Saturday, October 8, 2011, 12:30 pm
ABOUT THE MUSIC
Music by Frederic Rzewski (1971)
Text by Sam Melville (1971)
On September 9, 1971 about 1,000 prisoners inside the Attica Correctional Facility in New York seized control of the prison, taking 33 staff hostage. The State began negotiating with the prisoners.
During the following four days, authorities agreed to 28 of the prisoners’ demands, but would not agree to demands for amnesty from criminal prosecution for the prison takeover or for the removal of Attica’s superintendent. On the order of Governor Nelson Rockefeller, State Police dropped tear gas into the yard and fired blindly into the smoke for two minutes. By the time the firing ceased, at least 39 people were dead, including 10 correctional officers and civilian employees.
Media reports at the time claimed inmate hostage-takers had slit the throats of many of their hostages. These reports were later found to be entirely and deliberately fictitious. All the dead, including the hostages, had been shot by the State. With the exception of Indian massacres in the late 19th century, the State Police assault that ended the four-day prison uprising was the bloodiest one-day encounter between Americans since the Civil War.
The libretto for Coming Together comes from a letter written by one of the deceased and sent only days before the riots began.
i think the combination of age and the greater coming together is responsible for the speed of the passing time. its six months now and i can tell you truthfully few periods in my life have passed so quickly. i am in excellent physical and emotional health. there are doubtless subtle surprises ahead but i feel secure and ready.
as lovers will contrast their emotions in times of crisis, so am i dealing with my environment. in the indifferent brutality, incessant noise, the experimental chemistry of food, the ravings of lost hysterical men, i can act with clarity and meaning. i am deliberate — sometimes even calculating — seldom employ histrionics except as a test of the reactions of others. i read much, exercise, talk to guards and inmates, feeling for the inevitable direction of my life.
The writer of the letter, Sam Melville, had been arrested in 1969 for a series of bombings in Manhattan, each preceded by calls to ensure injuries were avoided and accompanied by detailed writings explaining how he thought the businesses within the structures spread death and poverty.
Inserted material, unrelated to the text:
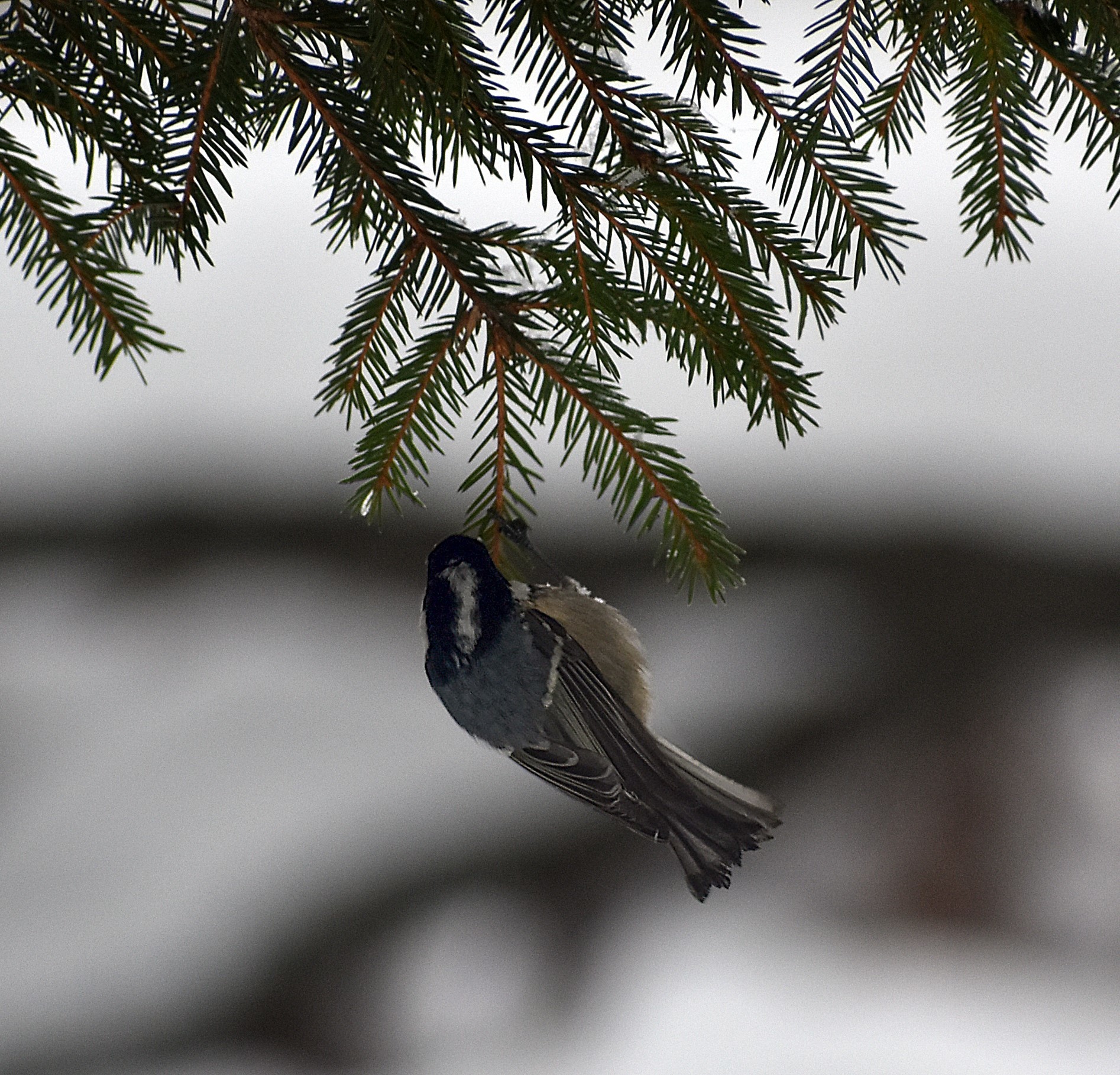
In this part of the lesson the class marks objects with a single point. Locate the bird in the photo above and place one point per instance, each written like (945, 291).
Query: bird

Born and raised in Buffalo, Melville was eighteen when he moved to New York City in the mid-fifties. In 1969, he was involved in political demonstrations against Columbia University. Then, as the Vietnam war droned on, he launched an offensive against what he saw as society’s war machine.
After his arrest, Melville was sent to the Federal House of Detention in Manhattan. At the time of his conviction the judge chastised him for the damage he had caused. Melville’s reply: “That’s about two Viet Cong.” He was sent to Attica for an 18 year sentence.
Only one year into his sentence, however, Melville was killed during the Attica prison riot in 1971. He is believed to have been murdered by a National Guard sharpshooter well after the riot ended.
In Coming Together Frederic Rzewski presents a single line of music and a page of musical rules which guides the ensemble in transforming Rzewski’s original seed into a full blown performance. The piece can be played by any number of players on any group of instruments. And within this environment, the players must make individual choices to create a sense of community out of what might otherwise degenerate into chaos. The music therefore never results in any two performances that are the same.
To this artistic milieu, Rzewski adds Melville’s personal reflections on his own life in a chaotic prison system of rules and individual choices.
A work like this raises inherent questions for us in American society today: How do we want to live? Can we still exercise our own free will with clarity and meaning, even if we are oppressed or controlled outwardly by others? Is anyone truly free in our society? And should we just accept it if our leaders lie to us, or should we instead demand more honesty, more authenticity, from both others and ourselves?
Works like Coming Together challenge us to remember our own history, and to determine to create a better society together for our children and posterity, one that respects the rights to life, liberty and the pursuit of happiness for all humankind.